L’aide à la réflexion autour du projet de soins est, par ailleurs, un motif d’appel très fréquent lorsque des questions de limitation ou d’arrêt de traitements se posent, ou lorsque le patient formule des refus ou exprime des désirs particuliers. Il s’agira alors d’écouter beaucoup le patient, ses proches, l’équipe en charge de son accompagnement, pour ensuite entrer dans une démarche de réflexion collégiale qui puisse conduire à une prise de décision. La position de «  tiers  » propre aux équipes mobiles permet un élargissement des points de vue. Il n’est pas rare que le bénéfice de l’intervention soit dans le simple fait d’avoir aidé une équipe pluridisciplinaire à se rassembler un moment pour échanger collectivement. La perception de la complexité est aggravée par la déliaison des membres d’une équipe. À l’inverse, lorsqu’une équipe peut s’asseoir à la même table pour rassembler les morceaux épars, la situation problématique est vue sous un angle neuf.

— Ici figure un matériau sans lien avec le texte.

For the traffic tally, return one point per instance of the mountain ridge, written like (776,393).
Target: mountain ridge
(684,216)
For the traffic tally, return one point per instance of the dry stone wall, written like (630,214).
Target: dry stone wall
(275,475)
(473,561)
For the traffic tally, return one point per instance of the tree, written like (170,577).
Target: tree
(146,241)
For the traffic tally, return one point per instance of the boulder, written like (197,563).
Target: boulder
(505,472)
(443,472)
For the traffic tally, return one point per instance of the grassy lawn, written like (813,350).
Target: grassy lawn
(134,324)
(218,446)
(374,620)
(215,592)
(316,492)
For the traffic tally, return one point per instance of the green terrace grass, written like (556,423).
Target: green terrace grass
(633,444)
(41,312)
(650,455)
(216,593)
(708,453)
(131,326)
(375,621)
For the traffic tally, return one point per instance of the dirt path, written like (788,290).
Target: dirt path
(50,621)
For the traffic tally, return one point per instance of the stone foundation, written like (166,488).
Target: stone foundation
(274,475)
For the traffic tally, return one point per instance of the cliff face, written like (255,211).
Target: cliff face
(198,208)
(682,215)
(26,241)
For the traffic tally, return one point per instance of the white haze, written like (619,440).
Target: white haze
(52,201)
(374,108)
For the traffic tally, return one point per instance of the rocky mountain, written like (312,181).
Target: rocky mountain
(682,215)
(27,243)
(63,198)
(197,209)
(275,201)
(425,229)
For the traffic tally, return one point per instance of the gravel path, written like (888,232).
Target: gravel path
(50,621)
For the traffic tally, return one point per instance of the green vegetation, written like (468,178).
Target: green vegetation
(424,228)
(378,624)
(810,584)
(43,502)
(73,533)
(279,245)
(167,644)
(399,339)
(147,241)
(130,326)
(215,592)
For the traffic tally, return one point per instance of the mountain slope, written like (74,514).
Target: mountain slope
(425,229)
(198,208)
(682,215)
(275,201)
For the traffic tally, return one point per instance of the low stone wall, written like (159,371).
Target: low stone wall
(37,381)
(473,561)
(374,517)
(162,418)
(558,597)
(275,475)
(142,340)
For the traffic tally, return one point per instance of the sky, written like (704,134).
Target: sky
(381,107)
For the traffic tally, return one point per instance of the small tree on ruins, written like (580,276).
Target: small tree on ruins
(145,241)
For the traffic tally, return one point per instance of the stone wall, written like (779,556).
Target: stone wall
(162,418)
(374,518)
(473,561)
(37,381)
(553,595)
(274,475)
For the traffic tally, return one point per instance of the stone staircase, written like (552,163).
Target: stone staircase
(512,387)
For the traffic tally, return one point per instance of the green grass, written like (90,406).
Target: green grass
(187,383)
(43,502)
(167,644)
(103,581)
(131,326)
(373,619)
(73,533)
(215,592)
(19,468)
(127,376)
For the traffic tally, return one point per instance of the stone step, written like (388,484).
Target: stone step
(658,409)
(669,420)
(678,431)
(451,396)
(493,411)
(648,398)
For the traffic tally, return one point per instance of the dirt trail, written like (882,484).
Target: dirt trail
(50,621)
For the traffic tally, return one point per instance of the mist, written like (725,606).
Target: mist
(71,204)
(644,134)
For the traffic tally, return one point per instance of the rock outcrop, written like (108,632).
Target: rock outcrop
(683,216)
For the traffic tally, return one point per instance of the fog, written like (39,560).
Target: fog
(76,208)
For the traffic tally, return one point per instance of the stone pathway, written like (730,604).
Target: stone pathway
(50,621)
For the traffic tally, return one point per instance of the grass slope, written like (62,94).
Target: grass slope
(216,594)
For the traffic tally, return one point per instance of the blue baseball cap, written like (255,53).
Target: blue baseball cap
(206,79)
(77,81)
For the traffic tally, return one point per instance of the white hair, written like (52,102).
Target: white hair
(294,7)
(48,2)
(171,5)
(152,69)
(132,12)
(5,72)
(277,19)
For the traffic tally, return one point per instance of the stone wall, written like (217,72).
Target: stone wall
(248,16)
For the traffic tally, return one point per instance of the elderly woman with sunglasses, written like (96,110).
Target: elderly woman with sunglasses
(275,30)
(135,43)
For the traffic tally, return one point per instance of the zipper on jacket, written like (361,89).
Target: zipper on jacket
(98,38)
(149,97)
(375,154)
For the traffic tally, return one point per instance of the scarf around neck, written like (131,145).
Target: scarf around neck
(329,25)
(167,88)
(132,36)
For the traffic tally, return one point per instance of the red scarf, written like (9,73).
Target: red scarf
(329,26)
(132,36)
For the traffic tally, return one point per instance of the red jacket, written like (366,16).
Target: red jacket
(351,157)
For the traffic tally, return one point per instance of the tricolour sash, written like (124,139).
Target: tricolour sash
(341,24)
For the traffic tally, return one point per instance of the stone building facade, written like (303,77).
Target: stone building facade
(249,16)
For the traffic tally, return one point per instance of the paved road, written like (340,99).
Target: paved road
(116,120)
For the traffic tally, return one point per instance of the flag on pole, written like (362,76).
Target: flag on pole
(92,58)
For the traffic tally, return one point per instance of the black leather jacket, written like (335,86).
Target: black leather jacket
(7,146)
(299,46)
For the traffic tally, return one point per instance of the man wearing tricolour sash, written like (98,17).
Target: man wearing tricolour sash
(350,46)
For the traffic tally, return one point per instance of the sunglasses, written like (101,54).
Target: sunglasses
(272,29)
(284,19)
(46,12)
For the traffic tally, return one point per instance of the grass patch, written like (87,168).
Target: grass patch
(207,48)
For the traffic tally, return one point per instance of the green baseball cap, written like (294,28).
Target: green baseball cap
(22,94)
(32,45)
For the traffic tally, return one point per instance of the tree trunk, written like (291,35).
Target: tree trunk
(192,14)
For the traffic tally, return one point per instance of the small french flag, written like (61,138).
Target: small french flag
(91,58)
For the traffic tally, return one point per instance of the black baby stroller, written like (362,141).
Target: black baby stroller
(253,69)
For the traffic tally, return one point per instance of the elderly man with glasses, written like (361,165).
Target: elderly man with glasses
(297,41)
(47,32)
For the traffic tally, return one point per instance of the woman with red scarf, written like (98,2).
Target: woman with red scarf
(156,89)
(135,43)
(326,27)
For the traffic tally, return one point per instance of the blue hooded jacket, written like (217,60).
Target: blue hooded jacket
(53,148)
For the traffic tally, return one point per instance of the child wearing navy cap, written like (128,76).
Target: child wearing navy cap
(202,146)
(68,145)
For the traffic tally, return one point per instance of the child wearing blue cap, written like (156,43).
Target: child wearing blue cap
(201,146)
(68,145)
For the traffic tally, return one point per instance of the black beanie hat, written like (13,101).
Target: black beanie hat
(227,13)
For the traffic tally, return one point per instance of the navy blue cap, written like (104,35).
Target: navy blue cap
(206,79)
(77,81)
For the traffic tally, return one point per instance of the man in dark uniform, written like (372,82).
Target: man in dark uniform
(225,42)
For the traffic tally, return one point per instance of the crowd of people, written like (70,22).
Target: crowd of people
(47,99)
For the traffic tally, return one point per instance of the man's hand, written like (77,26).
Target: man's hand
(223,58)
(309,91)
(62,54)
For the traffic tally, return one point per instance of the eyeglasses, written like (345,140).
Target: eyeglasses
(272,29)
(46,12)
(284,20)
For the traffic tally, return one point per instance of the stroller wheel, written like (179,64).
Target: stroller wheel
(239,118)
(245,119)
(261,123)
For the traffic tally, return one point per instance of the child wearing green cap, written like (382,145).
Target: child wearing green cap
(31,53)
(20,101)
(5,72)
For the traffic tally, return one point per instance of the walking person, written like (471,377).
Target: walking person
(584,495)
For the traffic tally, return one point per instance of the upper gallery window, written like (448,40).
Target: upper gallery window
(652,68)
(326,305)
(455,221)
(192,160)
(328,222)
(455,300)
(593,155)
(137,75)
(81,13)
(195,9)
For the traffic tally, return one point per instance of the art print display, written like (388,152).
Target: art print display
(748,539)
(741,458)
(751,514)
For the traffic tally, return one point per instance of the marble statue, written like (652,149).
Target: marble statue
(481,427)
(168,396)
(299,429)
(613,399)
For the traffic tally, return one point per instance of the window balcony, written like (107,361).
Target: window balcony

Nos déplacements alternent vers des lieux retrouvés chaque semaine et d’autres plus ponctuels. Nous partons généralement avec des repères bien identifiés et des habitudes de fonctionnement sur lesquelles nous appuyer et, à d’autres moments, vers des lieux et des équipes à découvrir car ce sera une première visite  : ce sont des occasions où la dynamique de l’«  aller vers  » se vit de manière renouvelée. L’inconnu se lie à la curiosité de la découverte et à la possibilité d’initier de nouvelles collaborations.

On souligne généralement le besoin de diplomatie et de tact pour travailler en équipe mobile de soins palliatifs  : il est vrai qu’«  aller vers  » certaines équipes de soins ou certains professionnels relève du lent apprivoisement, de la patiente construction d’une relation de confiance pour amenuiser la peur du jugement et l’idée que demander de l’aide serait disqualifiant. Après une visite, nous écrivons des recommandations qui seront formulées sous forme de «  propositions  ». Le médecin de l’équipe mobile de soins palliatifs n’est pas prescripteur ; l’infirmière peut donner des conseils, faire des suggestions, mais ce n’est pas elle qui assura les soins du quotidien. S’il dépend de nous de faire des propositions qui soient acceptables en regard des moyens disponibles, il nous faut aussi avancer les propositions que nous jugeons opportunes, adaptées, même si elles dérangent les habitudes et le regard médical et paramédical initial. L’éthique du dialogue qui s’appuie sur le respect mutuel appelle à cette exigence. La position de seconde ligne a ceci de difficile  : elle suppose d’être capable de souplesse, d’avancées par compromis, sans verser dans l’indifférence.

«  Aller vers  » et «  revenir  », tel un mouvement de systole/diastole nécessaire à l’entretien d’une vie en équipe mobile. Après une visite particulièrement chargée émotionnellement ou particulièrement complexe, où des questionnements ont fusé de part et d’autre, revenir pour rassembler, pour laisser décanter, pour reprendre autrement, à distance de l’événement, et clarifier nos perceptions et jugements. Revenir pour écrire le compte rendu quand celui-ci n’est pas fait sur place dans les dossiers informatisés des patients. Cette écriture à distance est généralement enrichie de l’élaboration qui a continué à se faire sur la route du retour.

Revenir aussi à l’équipe que nous formons ensemble, pendant les temps hebdomadaires de synthèse clinique des suivis en cours car cette équipe est, au long de la semaine, dispersée en divers lieux, selon divers binômes.

Revenir, enfin, à l’ensemble de nos missions, car nous pouvons être happés par l’activité clinique, par l’immédiateté des appels auxquels il nous faut répondre. Soigner aussi nos missions de formation et de recherche soutient la possibilité d’aller plus loin avec les équipes partenaires dans l’intégration et l’acculturation de la démarche palliative au sein de leurs institutions.